= William Thomas McGrath =

William Thomas McGrath (1918 – September 30, 1999) was the longest-serving executive director of the Canadian Criminal Justice Association from 1951 to 1982.

==Early life and career==
McGrath was born in 1918 in Pointe-du-Chêne, New Brunswick, to William McGrath and Maude McGrath (née Tucker). McGrath earned a bachelor's degree from Mount Allison University in Sackville, New Brunswick, before entering the Canadian Armed Forces in 1941; he then served as a Captain with the New Brunswick Division of Carleton and York Regiment, was wounded in the Battle of Rome and became a decorated war hero.

While in Italy, McGrath served on a number of military courts-martial "as both a judge, prosecutor, and defense attorney." His experience in courts made him question the value of a punitive approach to justice; later, he pursued a master's degree in social work upon his return from the war (he wanted to study criminology, but said no program was available in Canada at the time). Upon graduating with a master's from the University of Toronto, he worked for the Department of Public Welfare in Nova Scotia.

==Canadian Corrections/Criminal Justice Association==
In 1951, McGrath joined the Canadian Welfare Council as an executive director. On February 1, 1956, he was named executive director of the newly formed Canadian Corrections Association, which was the result of a merger of the council's Division on Crime and Delinquency and the Canadian Penal Association; the new association remained a division of the Canadian Welfare Council.

McGrath served as secretary and member of the Special Committee on Corrections (better known as the Ouimet Committee for its chairman, Quebec Superior Court Justice Roger Ouimet), which was appointed in 1964 by then-Canadian Minister of Justice Guy Favreau "to study the broad field of corrections, in its widest sense and to recommend … what changes, if any, should be made in the law and practice relating to these matters." Among many other findings, the committee's final report in 1969 recommended the complete abolition of corporal punishment in Canada; the practice was banned by the Canadian Parliament three years later.

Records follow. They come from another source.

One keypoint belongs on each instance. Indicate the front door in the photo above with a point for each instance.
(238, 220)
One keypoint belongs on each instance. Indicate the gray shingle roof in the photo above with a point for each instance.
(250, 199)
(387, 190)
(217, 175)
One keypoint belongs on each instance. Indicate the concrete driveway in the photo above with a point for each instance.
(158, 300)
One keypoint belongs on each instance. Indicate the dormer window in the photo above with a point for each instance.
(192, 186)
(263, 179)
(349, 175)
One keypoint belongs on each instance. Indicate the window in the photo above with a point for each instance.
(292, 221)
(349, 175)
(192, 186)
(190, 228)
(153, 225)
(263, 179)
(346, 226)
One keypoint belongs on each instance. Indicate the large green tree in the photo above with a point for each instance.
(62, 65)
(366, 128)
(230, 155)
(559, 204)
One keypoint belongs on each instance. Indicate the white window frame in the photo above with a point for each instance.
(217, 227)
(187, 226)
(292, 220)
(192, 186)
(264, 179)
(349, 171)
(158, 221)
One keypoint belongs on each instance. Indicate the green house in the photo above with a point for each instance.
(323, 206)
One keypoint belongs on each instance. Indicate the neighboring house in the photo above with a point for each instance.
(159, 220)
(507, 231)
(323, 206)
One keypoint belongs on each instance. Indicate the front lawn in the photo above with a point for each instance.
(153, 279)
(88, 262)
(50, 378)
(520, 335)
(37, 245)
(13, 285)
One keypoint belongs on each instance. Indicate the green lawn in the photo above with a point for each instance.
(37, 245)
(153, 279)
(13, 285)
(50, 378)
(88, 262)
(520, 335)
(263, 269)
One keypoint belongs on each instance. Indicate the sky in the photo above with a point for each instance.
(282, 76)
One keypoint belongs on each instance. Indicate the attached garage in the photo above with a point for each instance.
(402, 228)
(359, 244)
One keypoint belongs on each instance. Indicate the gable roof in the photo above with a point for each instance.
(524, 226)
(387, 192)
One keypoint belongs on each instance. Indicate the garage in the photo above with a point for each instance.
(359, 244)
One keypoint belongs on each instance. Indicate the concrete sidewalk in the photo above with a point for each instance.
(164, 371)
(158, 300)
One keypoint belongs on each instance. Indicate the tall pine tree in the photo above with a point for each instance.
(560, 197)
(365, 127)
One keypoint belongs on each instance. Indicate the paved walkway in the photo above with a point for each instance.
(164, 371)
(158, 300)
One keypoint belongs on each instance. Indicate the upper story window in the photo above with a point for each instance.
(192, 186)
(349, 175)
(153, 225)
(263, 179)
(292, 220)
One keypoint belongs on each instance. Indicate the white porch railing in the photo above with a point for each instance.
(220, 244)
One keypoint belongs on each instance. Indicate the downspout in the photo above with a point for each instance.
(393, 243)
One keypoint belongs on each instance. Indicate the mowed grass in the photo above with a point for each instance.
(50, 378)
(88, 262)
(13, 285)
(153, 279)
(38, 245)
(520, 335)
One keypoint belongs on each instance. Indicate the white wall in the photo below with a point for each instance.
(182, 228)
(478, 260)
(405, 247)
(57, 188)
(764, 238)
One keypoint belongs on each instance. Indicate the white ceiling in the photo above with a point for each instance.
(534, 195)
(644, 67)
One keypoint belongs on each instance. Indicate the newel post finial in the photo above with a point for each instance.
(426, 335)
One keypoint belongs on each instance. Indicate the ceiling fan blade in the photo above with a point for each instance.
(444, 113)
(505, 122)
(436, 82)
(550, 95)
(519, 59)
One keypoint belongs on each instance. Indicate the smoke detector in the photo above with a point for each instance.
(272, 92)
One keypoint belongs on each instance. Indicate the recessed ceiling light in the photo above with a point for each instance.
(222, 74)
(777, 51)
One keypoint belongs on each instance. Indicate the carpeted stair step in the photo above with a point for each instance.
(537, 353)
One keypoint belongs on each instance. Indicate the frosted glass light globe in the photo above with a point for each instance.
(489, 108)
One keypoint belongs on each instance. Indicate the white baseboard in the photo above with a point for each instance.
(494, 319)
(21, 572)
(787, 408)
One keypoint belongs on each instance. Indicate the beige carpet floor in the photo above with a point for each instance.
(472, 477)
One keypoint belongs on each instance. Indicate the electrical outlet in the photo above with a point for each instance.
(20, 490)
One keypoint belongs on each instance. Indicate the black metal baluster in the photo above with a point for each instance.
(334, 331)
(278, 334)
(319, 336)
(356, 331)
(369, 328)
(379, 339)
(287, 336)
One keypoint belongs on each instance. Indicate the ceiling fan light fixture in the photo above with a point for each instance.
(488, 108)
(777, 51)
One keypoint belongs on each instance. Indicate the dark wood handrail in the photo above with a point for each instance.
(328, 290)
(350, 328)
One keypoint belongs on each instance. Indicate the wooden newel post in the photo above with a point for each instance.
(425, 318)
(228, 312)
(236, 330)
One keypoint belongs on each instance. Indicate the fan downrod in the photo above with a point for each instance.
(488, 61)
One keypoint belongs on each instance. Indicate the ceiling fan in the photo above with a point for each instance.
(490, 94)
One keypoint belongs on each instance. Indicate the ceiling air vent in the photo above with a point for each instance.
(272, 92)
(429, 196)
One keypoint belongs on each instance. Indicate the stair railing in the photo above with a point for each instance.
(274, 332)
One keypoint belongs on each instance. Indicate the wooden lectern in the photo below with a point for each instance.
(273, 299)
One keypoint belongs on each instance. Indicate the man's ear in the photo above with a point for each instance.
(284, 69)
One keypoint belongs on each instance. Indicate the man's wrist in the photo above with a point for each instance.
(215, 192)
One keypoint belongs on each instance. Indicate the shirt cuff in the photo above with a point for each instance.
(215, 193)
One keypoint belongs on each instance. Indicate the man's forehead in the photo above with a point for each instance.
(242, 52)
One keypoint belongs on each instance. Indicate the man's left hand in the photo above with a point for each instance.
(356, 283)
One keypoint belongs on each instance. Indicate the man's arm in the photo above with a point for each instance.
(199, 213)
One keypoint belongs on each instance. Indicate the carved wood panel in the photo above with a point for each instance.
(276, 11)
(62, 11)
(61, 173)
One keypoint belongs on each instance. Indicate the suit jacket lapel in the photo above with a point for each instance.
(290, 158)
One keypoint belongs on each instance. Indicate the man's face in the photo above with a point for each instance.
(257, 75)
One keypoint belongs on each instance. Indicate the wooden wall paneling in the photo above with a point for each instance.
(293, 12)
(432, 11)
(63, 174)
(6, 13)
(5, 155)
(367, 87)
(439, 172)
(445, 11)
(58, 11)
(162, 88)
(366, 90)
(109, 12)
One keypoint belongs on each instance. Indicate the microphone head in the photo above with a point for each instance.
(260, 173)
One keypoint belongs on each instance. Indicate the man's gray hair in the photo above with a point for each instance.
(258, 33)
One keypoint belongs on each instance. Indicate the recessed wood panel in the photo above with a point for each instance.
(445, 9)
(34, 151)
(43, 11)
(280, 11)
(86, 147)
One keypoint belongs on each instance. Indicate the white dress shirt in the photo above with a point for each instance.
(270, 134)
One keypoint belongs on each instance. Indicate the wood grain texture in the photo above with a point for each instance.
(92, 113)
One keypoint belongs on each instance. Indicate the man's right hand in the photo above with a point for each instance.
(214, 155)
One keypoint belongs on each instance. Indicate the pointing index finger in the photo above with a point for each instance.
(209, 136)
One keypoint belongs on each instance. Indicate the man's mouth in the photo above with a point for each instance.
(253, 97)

While serving on the committee, McGrath produced the anthology textbook Crime and Its Treatment in Canada; it was "addressed primarily to university students in the various disciplines involved in the control of illegal behaviour, such as criminology, law, medicine, psychology, social work, sociology, and theology, and to students in the many in-service training-courses offered by the police and correctional services across the country." It was reprinted five times between 1965 and 1980. The book contained a chapter by Frank P. Miller, who would later serve as president of the Canadian Corrections Association.

==Retirement==
McGrath retired from the association (then called the Canadian Criminology and Corrections Association) in 1982. At the time, Association President Gillian Sandeman remarked: "When it was left to Bill McGrath to chart his path, he chose a route for which the guideposts have been his professional skills, his knowledge of the criminal justice process and a deeply humane philosophy of life: his goal has always been crime prevention in its widest sense."

==Personal life==
McGrath was married to Flora MacDonald Wilkie. Together, they had 3 children: Patricia Feasey (from Wilkie's previous marriage), Jefferson Christine and Canadian activist Maude Barlow.